I have a very large csv file (11 Million lines).
I would like to create batches of data. I cannot for the life of me figure out how to read n lines in a generator (where I specifiy what n is, sometimes I want it to be 50, sometimes 2). I came up with a kluge that works one time, but I could not get this to iterate a second time. Generators are quite new to me, so it took me a bit even to get the calling down. (For the record, this is a clean dataset with 29 values every line)
import numpy as np
import csv
def getData(filename):
with open(filename, "r") as csv1:
reader1 = csv.reader(csv1)
for row1 in reader1:
yield row1
def make_b(size, file):
gen = getData(file)
data=np.zeros((size,29))
for i in range(size):
data[i,:] = next(gen)
yield data[:,0],data[:,1:]
test=make_b(4,"myfile.csv")
next(test)
next(test)
The reason for this is to use an example of batching data in keras.
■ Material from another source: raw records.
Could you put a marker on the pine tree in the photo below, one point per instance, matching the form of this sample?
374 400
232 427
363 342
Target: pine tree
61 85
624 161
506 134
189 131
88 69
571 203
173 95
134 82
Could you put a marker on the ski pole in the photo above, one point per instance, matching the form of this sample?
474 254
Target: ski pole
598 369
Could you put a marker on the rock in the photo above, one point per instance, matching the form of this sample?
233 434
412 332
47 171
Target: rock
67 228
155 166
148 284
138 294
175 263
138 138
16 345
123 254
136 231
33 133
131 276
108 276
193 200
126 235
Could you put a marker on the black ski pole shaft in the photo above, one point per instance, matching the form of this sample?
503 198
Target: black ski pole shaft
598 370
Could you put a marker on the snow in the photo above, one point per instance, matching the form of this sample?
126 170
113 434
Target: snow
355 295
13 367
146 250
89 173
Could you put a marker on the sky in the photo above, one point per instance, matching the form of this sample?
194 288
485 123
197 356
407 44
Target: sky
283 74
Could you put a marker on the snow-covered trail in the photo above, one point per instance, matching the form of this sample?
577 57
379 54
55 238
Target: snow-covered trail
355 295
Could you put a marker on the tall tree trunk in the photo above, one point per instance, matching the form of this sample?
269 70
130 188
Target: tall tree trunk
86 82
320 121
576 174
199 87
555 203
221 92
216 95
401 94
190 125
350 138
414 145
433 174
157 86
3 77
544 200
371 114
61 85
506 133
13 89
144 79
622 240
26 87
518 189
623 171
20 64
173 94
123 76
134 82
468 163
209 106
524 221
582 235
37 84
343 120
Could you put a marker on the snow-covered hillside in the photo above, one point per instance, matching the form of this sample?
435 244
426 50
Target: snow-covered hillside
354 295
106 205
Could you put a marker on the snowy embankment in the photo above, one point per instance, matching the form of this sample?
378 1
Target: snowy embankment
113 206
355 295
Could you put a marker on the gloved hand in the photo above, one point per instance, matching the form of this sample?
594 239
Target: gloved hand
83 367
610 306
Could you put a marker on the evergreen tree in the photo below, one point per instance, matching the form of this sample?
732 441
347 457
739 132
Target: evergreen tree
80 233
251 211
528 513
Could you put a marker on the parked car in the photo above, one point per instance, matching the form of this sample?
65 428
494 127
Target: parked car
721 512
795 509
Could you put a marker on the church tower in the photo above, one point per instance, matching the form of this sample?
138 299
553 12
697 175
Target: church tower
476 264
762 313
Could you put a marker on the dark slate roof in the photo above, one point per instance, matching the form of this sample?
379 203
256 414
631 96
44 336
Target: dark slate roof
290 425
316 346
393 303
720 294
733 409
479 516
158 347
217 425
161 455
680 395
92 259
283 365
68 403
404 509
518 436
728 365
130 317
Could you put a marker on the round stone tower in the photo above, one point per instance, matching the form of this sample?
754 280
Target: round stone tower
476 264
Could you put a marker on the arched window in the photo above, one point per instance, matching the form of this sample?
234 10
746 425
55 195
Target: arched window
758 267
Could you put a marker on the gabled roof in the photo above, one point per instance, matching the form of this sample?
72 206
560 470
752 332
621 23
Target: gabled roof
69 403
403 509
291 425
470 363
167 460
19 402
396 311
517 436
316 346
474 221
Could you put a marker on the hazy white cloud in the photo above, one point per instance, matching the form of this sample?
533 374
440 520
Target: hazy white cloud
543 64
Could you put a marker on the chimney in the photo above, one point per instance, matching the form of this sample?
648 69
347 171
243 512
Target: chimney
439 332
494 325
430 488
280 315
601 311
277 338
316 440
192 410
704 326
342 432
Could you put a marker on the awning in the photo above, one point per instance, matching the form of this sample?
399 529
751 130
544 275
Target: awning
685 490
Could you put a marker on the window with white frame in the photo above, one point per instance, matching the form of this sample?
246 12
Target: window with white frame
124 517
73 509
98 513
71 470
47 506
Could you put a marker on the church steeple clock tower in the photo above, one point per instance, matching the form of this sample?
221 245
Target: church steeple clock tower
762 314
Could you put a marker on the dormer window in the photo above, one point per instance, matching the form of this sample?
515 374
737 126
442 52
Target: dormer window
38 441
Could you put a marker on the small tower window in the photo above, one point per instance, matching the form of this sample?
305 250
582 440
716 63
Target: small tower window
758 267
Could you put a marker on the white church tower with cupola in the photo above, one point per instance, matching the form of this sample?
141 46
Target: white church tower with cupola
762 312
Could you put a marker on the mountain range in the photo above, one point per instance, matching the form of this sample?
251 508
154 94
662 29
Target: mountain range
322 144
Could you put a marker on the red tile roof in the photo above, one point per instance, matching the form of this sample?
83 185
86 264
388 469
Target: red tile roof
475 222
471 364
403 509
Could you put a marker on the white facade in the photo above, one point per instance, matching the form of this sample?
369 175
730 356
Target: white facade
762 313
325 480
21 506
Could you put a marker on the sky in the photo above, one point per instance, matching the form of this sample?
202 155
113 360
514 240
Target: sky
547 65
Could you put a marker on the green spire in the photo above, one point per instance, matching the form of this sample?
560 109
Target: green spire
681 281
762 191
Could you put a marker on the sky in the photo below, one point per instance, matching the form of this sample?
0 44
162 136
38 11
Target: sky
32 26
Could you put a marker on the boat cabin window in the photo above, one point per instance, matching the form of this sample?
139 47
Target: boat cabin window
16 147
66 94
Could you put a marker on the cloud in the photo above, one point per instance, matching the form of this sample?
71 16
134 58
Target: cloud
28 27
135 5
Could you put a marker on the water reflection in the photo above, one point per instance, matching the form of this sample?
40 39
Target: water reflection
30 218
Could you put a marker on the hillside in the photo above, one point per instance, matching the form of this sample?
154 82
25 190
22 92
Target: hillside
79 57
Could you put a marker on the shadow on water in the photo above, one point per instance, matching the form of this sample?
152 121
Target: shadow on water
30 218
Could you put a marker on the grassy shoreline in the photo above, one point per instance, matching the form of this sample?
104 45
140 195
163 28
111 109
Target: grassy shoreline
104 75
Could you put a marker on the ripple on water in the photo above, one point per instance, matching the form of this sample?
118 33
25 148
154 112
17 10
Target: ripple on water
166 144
While it is possible to use different methods to get all of the data into memory, I am trying to introduce to students the concepts of batching data from a large dataset. Since this is a survey course, I wanted to demonstrate batching in data from a large text file, which has proved frustrating difficult for such an 'entry-level' task. (its actually much easier in tensorflow proper, but i am using keras to introduce high level concepts of the MLP).